AWE User's Manual

Last Updated March 2013

AWE is Copyright (C) 2013- The University of Notre Dame. This software is distributed under the GNU General Public License. See the file COPYING for details.

Overview

Accelerated Weighted Ensemble or AWE package provides a Python library for adaptive sampling of molecular dynamics. The framework decomposes the resampling computations and the molecular dynamics simulations into tasks that are dispatched for execution on resources allocated from clusters, clouds, grids, or any idle machines.

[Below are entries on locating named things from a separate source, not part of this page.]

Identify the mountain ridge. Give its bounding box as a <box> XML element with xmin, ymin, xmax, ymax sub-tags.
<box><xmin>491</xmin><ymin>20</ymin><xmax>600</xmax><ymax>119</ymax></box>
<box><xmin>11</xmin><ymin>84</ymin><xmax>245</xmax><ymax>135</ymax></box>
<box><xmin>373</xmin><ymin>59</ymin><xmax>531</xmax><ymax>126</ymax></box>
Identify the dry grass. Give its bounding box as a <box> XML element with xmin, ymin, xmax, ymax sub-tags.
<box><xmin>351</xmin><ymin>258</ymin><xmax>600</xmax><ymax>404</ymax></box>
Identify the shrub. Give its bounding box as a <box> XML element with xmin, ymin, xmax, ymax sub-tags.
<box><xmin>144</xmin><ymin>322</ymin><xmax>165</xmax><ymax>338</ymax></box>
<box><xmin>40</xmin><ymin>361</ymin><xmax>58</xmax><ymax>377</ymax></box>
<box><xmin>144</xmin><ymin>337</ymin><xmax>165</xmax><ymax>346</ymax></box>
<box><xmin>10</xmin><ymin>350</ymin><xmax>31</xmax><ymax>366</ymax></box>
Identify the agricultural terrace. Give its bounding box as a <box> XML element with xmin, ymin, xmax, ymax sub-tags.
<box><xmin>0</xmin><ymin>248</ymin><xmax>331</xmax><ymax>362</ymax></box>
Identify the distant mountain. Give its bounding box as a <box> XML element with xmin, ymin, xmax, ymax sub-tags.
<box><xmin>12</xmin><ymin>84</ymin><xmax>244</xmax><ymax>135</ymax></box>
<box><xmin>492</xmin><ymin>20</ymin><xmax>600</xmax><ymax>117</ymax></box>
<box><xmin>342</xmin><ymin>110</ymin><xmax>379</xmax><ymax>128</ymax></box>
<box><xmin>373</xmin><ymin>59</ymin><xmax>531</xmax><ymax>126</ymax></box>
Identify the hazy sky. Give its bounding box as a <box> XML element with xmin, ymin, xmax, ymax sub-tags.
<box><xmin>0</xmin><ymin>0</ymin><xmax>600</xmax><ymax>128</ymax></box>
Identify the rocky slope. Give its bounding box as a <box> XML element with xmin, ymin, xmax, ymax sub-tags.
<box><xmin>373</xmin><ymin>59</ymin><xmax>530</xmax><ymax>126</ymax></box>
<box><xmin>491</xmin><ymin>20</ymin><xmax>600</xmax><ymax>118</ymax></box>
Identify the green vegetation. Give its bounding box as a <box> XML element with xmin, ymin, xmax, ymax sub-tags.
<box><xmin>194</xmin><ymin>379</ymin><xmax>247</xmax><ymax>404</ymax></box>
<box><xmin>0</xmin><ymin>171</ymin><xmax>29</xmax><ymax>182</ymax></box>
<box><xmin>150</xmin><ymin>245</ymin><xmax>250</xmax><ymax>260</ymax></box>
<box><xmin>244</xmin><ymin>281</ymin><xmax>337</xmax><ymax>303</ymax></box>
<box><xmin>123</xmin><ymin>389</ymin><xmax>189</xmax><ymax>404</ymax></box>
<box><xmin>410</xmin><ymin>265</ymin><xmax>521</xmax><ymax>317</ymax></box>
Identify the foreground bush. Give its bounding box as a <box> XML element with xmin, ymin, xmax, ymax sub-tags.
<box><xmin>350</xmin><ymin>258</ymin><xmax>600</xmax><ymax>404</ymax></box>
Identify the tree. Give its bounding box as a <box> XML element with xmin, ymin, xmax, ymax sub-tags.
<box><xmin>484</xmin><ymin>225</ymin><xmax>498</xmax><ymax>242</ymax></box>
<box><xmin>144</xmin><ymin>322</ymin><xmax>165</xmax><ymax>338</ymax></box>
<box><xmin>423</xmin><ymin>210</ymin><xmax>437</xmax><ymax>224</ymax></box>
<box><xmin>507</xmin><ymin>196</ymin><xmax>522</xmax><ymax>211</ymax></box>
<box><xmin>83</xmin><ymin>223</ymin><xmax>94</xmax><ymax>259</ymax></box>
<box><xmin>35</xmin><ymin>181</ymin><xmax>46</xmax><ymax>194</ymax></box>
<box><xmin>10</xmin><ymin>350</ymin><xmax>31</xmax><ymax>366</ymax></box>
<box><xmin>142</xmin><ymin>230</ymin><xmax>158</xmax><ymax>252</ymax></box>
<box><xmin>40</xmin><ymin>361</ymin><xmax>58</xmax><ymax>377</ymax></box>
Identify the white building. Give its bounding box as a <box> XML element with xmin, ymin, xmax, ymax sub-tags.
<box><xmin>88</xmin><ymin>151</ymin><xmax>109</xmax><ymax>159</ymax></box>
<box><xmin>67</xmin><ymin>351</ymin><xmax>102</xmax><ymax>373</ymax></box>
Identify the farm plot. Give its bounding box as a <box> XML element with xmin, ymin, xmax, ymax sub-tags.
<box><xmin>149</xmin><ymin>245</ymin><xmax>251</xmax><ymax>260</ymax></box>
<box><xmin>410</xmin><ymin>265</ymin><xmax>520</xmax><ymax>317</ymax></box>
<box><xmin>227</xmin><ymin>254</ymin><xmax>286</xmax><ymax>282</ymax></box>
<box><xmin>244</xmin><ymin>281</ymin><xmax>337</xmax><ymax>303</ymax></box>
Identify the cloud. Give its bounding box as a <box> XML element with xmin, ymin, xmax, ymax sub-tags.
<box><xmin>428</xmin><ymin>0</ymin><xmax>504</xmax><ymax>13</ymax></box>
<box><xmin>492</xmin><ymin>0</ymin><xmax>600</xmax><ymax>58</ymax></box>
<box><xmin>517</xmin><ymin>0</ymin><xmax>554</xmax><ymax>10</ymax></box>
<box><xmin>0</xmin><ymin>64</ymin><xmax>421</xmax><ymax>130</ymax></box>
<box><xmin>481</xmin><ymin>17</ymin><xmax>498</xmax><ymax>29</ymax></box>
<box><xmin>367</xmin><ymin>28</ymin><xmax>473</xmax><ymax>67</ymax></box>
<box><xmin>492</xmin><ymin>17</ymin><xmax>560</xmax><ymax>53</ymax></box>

AWE uses Work Queue, which is part of the Cooperating Computing Tools (CCTools) package, for dispatching jobs for execution on allocated resources. Documentation on downloading, installing, and using Work Queue can be found here.

Software Requirements

AWE currently uses the GROMACS molecular dynamics simulation package. So it requires an installation of GROMACS 4.5 or above and its installed location added to PATH. It also requires the GROMACS XTC library for operation.

The software requirements of AWE are summarized below along with how AWE finds and accesses them:
SoftwareVersionMust be present in environment variable
Python2.6 or 2.7PATH and PYTHONPATH
GROMACS4.5 or higherPATH
GROMACS XTC Library1.1 or higherC_INCLUDE_PATH and LD_LIBRARY_PATH
Numpy1.5 or higherPYTHONPATH
Prody0.9.4 or higherPYTHONPATH
GNU Scientific Library1.15 or higherC_INCLUDE_PATH and LD_LIBRARY_PATH
Matplotlib1.1.0 or higherPYTHONPATH

Building and Installing AWE

Download the CCTools source package from this web page and install using the steps here.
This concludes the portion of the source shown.